Now a lot of people will say “Bullshit, a lot of the Southern states had seceded by this point.” This is true. A lot of what brought the secession along was the debate of this Morrill Tarriff. Keep in mind that in 1858 Congress had passed a tarriff that benefited the South. Once the anti-slavery movement in Congress realized it wasn’t getting the results it desired, they decided to hit the South economically. This is where the States rights came into play. Slaves, in both the South and the North, were seen as private property. According to the Constitution, the states had a right to do with their private property what they wished. Slavery was a big part of the Southern economy. As they lacked the factories to pump out goods at the rate the Union did, they resorted to slavery as a measure of cost cutting. When the Northern members in Congress decided that slavery could no longer be accepted (same time table as the Morrill Tarriff) the South lost its mind. Not only was there discussion of taxing the shit out of the South, but now they were trying to take away private property. So while Slavery was the lynchpin that really heated things up, it was by NO means the only reason for the Civil War. The majority of that lies on economy and states rights. Now, keep in mind, while the North was bashing the South for their “slave holding” ways, the North still had many slave owners. In fact, all the while these conversations were taking place from 1860-1861, slaves were still arriving at Boston Harbor and being sold to the South at a great profit.

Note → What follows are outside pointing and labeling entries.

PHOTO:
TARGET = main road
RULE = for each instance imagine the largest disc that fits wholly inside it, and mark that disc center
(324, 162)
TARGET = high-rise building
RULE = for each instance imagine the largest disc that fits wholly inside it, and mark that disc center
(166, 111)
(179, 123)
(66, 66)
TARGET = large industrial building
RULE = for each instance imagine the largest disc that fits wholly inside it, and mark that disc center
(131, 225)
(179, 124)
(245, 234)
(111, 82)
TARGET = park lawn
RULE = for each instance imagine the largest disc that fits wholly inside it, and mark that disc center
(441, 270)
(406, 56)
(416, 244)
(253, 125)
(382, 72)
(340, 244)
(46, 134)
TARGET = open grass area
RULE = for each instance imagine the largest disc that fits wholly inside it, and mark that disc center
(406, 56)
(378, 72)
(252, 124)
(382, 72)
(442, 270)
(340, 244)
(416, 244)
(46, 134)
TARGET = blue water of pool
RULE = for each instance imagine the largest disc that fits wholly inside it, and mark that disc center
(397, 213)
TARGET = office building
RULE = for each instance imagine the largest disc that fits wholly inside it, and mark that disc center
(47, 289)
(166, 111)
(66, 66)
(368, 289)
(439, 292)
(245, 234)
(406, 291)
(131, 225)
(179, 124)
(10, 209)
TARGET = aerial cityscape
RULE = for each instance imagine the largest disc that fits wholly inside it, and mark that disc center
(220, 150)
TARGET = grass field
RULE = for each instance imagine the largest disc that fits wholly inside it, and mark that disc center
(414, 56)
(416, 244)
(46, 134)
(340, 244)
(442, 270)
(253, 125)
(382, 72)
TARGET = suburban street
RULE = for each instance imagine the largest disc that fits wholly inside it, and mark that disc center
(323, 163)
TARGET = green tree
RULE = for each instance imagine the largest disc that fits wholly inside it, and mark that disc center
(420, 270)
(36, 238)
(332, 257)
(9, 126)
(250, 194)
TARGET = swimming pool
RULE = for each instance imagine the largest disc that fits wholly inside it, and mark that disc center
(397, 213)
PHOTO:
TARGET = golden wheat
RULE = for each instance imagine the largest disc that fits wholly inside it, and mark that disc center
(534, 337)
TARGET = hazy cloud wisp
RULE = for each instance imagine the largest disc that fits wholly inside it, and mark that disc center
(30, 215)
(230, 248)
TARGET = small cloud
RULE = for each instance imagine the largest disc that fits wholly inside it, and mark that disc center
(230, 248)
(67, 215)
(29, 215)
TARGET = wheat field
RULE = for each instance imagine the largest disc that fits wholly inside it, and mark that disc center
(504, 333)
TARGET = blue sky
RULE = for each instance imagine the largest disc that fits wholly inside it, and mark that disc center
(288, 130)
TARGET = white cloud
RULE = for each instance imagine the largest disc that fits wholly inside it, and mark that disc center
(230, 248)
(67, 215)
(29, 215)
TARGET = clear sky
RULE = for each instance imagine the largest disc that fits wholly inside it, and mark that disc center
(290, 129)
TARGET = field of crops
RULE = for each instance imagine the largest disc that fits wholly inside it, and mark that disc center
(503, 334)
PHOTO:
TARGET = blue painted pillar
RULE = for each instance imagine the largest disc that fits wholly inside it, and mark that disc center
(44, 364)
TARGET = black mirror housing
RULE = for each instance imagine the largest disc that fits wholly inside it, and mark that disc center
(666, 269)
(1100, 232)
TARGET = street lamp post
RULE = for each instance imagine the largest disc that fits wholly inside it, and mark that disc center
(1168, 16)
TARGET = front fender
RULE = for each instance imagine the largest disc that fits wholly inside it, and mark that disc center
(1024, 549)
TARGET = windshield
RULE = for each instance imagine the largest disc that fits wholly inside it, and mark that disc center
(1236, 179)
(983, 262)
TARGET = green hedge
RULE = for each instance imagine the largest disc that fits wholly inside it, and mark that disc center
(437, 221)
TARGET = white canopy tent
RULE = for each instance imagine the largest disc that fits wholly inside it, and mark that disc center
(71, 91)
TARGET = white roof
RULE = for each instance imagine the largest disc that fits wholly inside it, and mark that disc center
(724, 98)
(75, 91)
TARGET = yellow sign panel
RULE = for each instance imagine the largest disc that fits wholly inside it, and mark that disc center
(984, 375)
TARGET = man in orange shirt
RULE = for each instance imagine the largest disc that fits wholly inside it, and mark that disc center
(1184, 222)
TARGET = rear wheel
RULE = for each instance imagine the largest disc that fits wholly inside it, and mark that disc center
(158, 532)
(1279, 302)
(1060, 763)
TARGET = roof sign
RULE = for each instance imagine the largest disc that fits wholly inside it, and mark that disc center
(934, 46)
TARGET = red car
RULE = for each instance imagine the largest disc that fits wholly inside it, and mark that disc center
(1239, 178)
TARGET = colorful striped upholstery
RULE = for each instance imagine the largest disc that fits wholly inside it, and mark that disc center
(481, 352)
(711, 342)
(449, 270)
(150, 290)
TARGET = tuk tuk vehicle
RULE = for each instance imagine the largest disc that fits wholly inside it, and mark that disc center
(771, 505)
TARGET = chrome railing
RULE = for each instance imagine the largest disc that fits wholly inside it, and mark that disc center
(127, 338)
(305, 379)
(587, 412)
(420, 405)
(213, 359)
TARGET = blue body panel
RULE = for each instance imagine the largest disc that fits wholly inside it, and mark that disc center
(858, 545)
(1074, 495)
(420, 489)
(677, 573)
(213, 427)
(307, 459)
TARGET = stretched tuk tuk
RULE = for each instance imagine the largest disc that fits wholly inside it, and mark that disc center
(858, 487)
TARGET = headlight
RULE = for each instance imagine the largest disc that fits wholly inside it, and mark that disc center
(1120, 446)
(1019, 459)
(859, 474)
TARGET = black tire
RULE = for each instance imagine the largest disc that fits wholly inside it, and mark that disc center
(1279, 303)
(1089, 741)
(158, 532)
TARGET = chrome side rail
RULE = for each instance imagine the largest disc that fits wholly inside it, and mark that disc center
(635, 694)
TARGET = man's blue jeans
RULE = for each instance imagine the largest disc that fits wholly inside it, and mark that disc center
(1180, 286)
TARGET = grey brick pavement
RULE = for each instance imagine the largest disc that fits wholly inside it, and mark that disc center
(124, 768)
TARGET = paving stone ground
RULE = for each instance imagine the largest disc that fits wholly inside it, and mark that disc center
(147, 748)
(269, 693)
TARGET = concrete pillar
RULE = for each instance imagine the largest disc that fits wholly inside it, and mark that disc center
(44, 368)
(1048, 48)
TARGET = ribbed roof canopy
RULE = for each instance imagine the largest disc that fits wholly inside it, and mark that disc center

Secession: We are told that Lincoln declared war on the South because they had seceded thus “rebelling” against the Union. Here’s the funny thing about that though: There was no specific law AGAINST secession. What the Confederate states did was NO different than what the Colonists did in 1775 when they declared Independence from England. Some argue that when the Constitution was signed it was a contract between states to form a solid Union. The fact is that in the Constitution, the states are independent entities. They reserve the right to leave that contract should that contract be broken. That’s EXACTLY what happened in the days and months leading up to the Civil War. When the Union army showed up at Manassas on July 21st, 1861, they essentially invaded a sovereign nation. Some will argue that the South started it with Fort Sumter. While one could definitely take that view, you have to remember that when the South seceded, they became their own entity. The south was no longer the south, it was the Confederate States of America. Fort Sumter was CSA territory and they gave warning that unless the Union withdrew its troops from CSA territory, they would take it as an act of war and fire upon the Fort. Lincoln and the North of course paid no attention to them so they followed through with their promise and took their fort back. In return, Lincoln declared war on the CSA and invaded them shortly after.

 

Conclusion: There are many arguments that can be made for both sides, but from a (at the time) constitutional standpoint, the South not only had every right to secede, but every right to defend their territory. Lincoln was a hypocritical tyrant who used every political advantage he could in order to defend the invasion of what was then a sovereign country. If you have ANY doubts about this viewpoint, I highly suggest picking up the book The South Was Right from Amazon.com. While I don’t condone slavery (my ancestors were victims of the Irish White Slave trade) I also cant sit by and let misinformation and ignorance distort history. For those of you who love to point out that the KKK uses the Rebel Flag as its main symbol, don’t forget that they also hide behind the American flag as well. A flag is an inanimate object. A flag has no opinions, no thoughts, no desires. It is the person who waves the Flag that brings intent into the picture and I will always sport the Stars and Bars because in the end, the Civil War was a war for independence. A war fought to stamp out the ugly face of tyranny on American soil once again. It was no less important than the one fought less than a hundred years earlier. While the result may have been different, the spirit of independence still soared.